Most New Managers Don’t Get Onboarding. They Get Promoted.
- Leadership
Sink or Swim Isn’t a Strategy
New managers get promoted—and left hanging.
A high performer gets tapped for a management role. They’re flattered. Excited. Maybe a little terrified. And then… nothing.
No expectations. No training. No system.
They go from “great individual contributor” to “make it up as you go.”
So They Improvise
Most new managers:
- Copy their old boss (for better or worse)
- Avoid hard conversations
- Drown in meetings and Slack pings
- Confuse busyness with leadership
The Fallout Is Predictable
- Teams get mixed signals
- Peers get frustrated
- Confidence tanks
And because no one tells them this is normal, they assume it’s their fault.
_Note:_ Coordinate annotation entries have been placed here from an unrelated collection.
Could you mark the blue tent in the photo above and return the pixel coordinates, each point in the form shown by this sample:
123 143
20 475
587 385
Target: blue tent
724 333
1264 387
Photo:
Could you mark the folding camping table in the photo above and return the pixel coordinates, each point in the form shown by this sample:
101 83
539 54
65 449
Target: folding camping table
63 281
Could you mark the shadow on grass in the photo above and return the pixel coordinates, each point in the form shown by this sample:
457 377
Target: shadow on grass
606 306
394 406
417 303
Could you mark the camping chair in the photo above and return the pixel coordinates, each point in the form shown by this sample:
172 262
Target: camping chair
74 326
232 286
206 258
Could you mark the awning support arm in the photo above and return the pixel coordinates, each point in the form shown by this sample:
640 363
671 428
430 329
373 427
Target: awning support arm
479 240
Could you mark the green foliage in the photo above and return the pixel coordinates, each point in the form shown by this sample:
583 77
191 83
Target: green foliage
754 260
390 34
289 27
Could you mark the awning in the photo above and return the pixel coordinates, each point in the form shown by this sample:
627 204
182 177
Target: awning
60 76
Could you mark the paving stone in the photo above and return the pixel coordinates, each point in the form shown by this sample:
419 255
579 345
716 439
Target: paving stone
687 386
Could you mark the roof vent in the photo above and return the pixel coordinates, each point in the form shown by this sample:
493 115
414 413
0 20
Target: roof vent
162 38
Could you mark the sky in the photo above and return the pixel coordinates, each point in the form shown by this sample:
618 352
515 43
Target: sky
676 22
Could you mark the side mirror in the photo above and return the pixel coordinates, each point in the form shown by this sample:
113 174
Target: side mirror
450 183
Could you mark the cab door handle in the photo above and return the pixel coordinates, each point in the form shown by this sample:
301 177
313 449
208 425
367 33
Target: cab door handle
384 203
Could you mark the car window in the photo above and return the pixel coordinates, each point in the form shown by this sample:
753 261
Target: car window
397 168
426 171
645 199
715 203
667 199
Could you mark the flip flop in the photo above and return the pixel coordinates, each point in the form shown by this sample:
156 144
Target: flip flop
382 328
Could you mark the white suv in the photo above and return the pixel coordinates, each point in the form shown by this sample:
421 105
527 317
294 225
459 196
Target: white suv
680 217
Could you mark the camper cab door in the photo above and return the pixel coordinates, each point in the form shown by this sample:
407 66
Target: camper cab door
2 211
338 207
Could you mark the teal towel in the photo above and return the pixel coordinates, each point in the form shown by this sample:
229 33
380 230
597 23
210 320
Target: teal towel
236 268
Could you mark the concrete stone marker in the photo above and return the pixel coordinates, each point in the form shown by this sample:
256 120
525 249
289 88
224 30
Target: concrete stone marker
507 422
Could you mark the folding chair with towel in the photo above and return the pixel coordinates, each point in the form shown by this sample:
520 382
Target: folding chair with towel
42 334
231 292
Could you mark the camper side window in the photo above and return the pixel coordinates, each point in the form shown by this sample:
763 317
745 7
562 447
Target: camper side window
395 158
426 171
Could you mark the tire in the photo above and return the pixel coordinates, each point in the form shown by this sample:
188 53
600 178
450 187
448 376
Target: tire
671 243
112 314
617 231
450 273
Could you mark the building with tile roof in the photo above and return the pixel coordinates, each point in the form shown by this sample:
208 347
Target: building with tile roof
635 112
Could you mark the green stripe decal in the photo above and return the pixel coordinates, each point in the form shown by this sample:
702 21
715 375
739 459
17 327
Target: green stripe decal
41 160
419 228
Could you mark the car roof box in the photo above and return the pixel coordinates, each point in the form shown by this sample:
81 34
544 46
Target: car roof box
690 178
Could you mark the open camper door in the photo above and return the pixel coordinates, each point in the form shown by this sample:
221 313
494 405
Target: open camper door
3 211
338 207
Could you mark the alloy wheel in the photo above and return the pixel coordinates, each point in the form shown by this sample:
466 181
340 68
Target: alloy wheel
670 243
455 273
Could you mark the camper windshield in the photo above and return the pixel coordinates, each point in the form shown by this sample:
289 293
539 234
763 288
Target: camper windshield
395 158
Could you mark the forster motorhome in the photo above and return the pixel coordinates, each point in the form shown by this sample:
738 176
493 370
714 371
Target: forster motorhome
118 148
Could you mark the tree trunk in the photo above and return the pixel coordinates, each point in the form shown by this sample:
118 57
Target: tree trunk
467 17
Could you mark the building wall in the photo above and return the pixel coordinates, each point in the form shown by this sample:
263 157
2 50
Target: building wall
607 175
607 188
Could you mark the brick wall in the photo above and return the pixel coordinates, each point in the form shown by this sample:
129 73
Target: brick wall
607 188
It’s Not Them. It’s the System.
We onboard engineers. We train new hires. We even orient interns.
But managers—arguably the most leveraged role in the company? We leave them to figure it out.
That’s a leadership failure.
Build the Systems That Build Managers
What new managers need:
- Feedback systems that don’t create fear
- Onboarding checklists that don’t miss the basics
- 1:1s that aren’t just status updates
Don’t Wait Until They Struggle
Great management doesn’t come from instinct. It comes from support, repetition, and simple systems that scale.
Want better results from your team? Start where the chaos begins: The messy, high-stakes transition to management.
Don’t leave your culture to chance. Equip the people who carry it.